Our Group found a wide array of grave human rights violations in Sudan. Among those that fall under our terms of reference, we found that abduction of civilians and forcible recruitment by the armed forces of all sides in the war was commonplace. Of particular concern are incidents of abduction and associated abuses that occur in conjunction with attacks by pro-government militias known as murahaleen on villages in SPLA-controlled areas near the boundary between northern and southern Sudan. The Group concluded that the Government of Sudan and its predecessors have been responsible for arming murahaleen groups, for using them as auxiliary military forces and for allowing members of such forces to enjoy impunity for a wide range of serious crimes committed in the course of attacks.
The Group concluded that in a significant number of cases, abduction is the first stage in a pattern of abuse that falls under the definition of slavery in the International Slavery Convention of 1926 and the Supplementary Convention of 1956. The Group was unable, however, to establish the scale of abduction and enslavement. Responsibility for the lack of reliable information on this subject lies with the government and the SPLA, both of which have obstructed the necessary research by independent investigators.

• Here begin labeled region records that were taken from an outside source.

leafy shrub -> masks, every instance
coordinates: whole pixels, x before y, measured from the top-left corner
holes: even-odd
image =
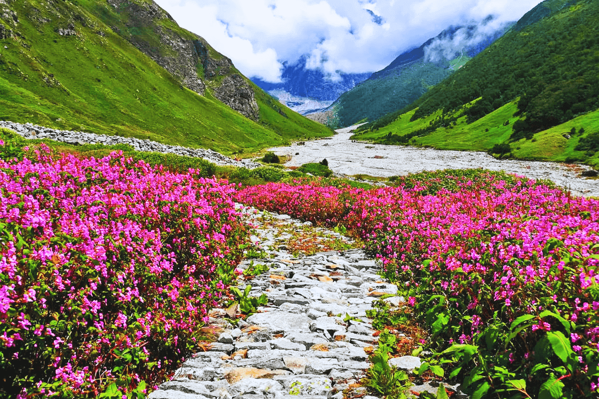
[[[591,133],[586,137],[581,138],[574,149],[591,154],[599,151],[599,132]]]
[[[0,127],[0,160],[21,160],[25,156],[25,139],[13,130]]]
[[[323,177],[328,177],[333,174],[333,171],[329,169],[328,166],[316,162],[304,163],[297,170],[305,173],[309,173],[314,176],[322,176]]]
[[[233,279],[234,188],[122,153],[37,154],[0,161],[0,397],[142,397]]]
[[[252,171],[252,174],[264,181],[279,181],[283,178],[285,172],[276,167],[262,166]]]
[[[279,156],[273,151],[267,153],[262,157],[262,162],[265,163],[279,163],[280,162]]]

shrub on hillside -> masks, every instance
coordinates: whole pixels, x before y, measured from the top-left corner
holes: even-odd
[[[264,181],[279,181],[285,176],[285,172],[276,167],[262,166],[253,169],[252,174]]]
[[[262,162],[264,163],[279,163],[280,162],[279,156],[273,151],[267,153],[262,157]]]
[[[509,154],[512,152],[512,147],[507,143],[501,143],[501,144],[495,144],[493,146],[493,148],[491,149],[489,151],[489,154],[499,154],[500,155],[504,155],[506,154]]]
[[[321,176],[322,177],[329,177],[333,174],[333,171],[329,169],[328,166],[316,162],[304,163],[298,167],[297,170],[299,172],[305,173],[309,173],[314,176]]]

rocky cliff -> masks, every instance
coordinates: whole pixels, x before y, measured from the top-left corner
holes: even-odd
[[[170,72],[181,84],[201,95],[207,86],[214,97],[255,121],[259,108],[253,90],[231,60],[213,49],[201,37],[179,28],[165,11],[153,1],[135,3],[107,0],[111,11],[125,17],[124,26],[114,31]],[[100,17],[110,19],[110,14]],[[109,24],[110,25],[110,24]],[[147,30],[153,35],[147,35]],[[156,38],[158,40],[156,40]]]

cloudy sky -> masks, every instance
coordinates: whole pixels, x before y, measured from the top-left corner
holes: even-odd
[[[155,0],[246,76],[280,78],[310,55],[334,74],[374,72],[451,25],[516,20],[541,0]]]

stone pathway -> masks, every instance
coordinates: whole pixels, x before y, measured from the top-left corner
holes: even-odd
[[[348,389],[349,397],[374,399],[352,385],[370,367],[368,354],[377,341],[366,310],[381,296],[397,294],[397,286],[380,281],[375,261],[361,249],[294,257],[289,240],[309,222],[252,208],[244,212],[256,226],[252,240],[271,257],[240,267],[268,266],[249,282],[250,296],[265,294],[268,305],[235,324],[234,309],[214,310],[209,324],[220,331],[217,342],[186,361],[150,399],[341,399]],[[352,243],[337,233],[310,230],[325,237],[325,247]],[[240,278],[242,291],[245,285]],[[411,360],[412,368],[419,365],[418,358]]]

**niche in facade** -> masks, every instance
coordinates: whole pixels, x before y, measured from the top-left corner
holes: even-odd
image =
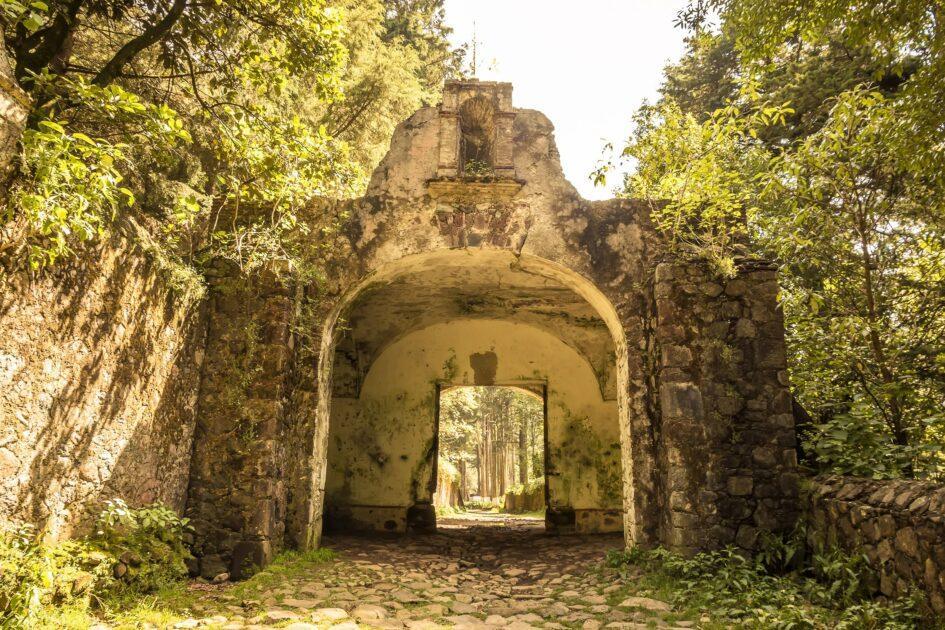
[[[459,108],[459,164],[464,177],[495,172],[495,108],[484,96],[467,100]]]

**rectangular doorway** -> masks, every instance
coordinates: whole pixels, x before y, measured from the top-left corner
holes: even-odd
[[[437,386],[437,527],[544,528],[547,386]]]

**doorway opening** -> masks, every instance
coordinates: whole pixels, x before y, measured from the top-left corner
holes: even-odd
[[[547,400],[543,383],[438,387],[438,527],[543,526]]]

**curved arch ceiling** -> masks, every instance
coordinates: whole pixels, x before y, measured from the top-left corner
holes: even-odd
[[[397,339],[459,319],[514,321],[542,329],[588,361],[605,399],[616,397],[616,349],[597,310],[557,280],[515,264],[514,258],[510,262],[475,253],[407,269],[363,289],[346,310],[336,367],[351,365],[360,382]]]

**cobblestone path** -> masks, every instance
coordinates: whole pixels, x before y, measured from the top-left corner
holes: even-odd
[[[359,627],[693,627],[664,602],[632,596],[604,566],[619,535],[548,536],[538,519],[495,514],[440,518],[430,536],[327,537],[335,560],[267,579],[243,598],[211,591],[216,615],[177,627],[293,630]]]

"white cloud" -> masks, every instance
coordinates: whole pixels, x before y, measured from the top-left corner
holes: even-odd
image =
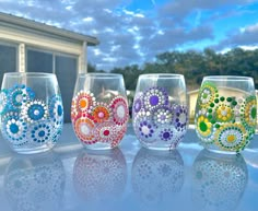
[[[93,22],[93,17],[92,16],[86,16],[86,17],[83,17],[82,21],[84,22]]]

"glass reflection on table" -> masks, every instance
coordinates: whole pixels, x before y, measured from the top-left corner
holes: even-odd
[[[4,174],[4,192],[12,210],[59,210],[64,189],[64,168],[51,152],[15,155]]]
[[[202,150],[192,166],[192,202],[197,210],[236,210],[248,181],[241,154]]]
[[[132,189],[145,208],[167,208],[173,196],[183,187],[184,161],[177,150],[155,151],[142,148],[134,157],[131,177]]]
[[[127,164],[119,148],[113,150],[83,150],[73,166],[73,186],[92,209],[105,202],[114,204],[121,197],[127,183]],[[105,207],[105,206],[104,206]]]

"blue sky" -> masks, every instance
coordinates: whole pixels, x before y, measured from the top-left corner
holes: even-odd
[[[258,0],[0,0],[0,11],[96,36],[89,61],[104,70],[168,50],[258,46]]]

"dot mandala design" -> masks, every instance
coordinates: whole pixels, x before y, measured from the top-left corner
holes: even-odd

The Group notes with alarm the recent intensification of fighting in the oil development areas of Western Upper Nile, and the emergence there of a pattern of human rights abuses similar to that experienced in Northern Bahr al Ghazal, including abductions and large-scale population displacements.
The Group recognizes that a wide range of economic relationships exist between northerners and displaced southerners in the north (including victims of abduction and/or slavery). The majority of these relations, while they may involve economic exploitation, do not fall under the rubric of slavery. Such relationships range from debt bondage at one extreme to benign relations of sponsorship or adoption at the other.
The problems we analyze in this report are the expression of a profound lack of respect among certain Sudanese for the rights of some other Sudanese. Overcoming these attitudes and the conduct that flows from them constitutes a basic challenge in the spheres of politics and law. Beyond this, it involves a reshaping of relationships between those from different cultures and faiths in Sudan. Such changes should not be considered impossible. We encountered people on all sides, in north and south, including members of the government and of the opposition, who spoke of their desire to resolve their problems openly and peacefully.
There are many sources of conflict in Sudan. There are also indigenous practices of mutual cooperation and conflict resolution between neighboring groups. And there are political and religious traditions that are capable of building on these practices to establish a just, democratic and pluralist society. It is the responsibility of the government and of the SPLM/A to encourage such practices and traditions.
Eliminating the abuses described in this report will require, in our view, major political initiatives on the part both of the government and of the SPLM/A. We hope that the same spirit of openness that made our mission possible will be extended to embrace the recommendations we make in this report. The initiatives we propose can only succeed with assistance from the international community. This assistance must be substantial, long-term, carefully conceived and, above all, rigorously monitored.
Changes in the international environment and within Sudan itself have raised hopes for progress toward peace in Sudan.
The United States, other concerned governments and international institutions should engage this possibility with energy on the one hand and rigorous conditionality on the other. Progress in dealing with human rights abuses is a key element in the establishment of a just and durable peace in Sudan.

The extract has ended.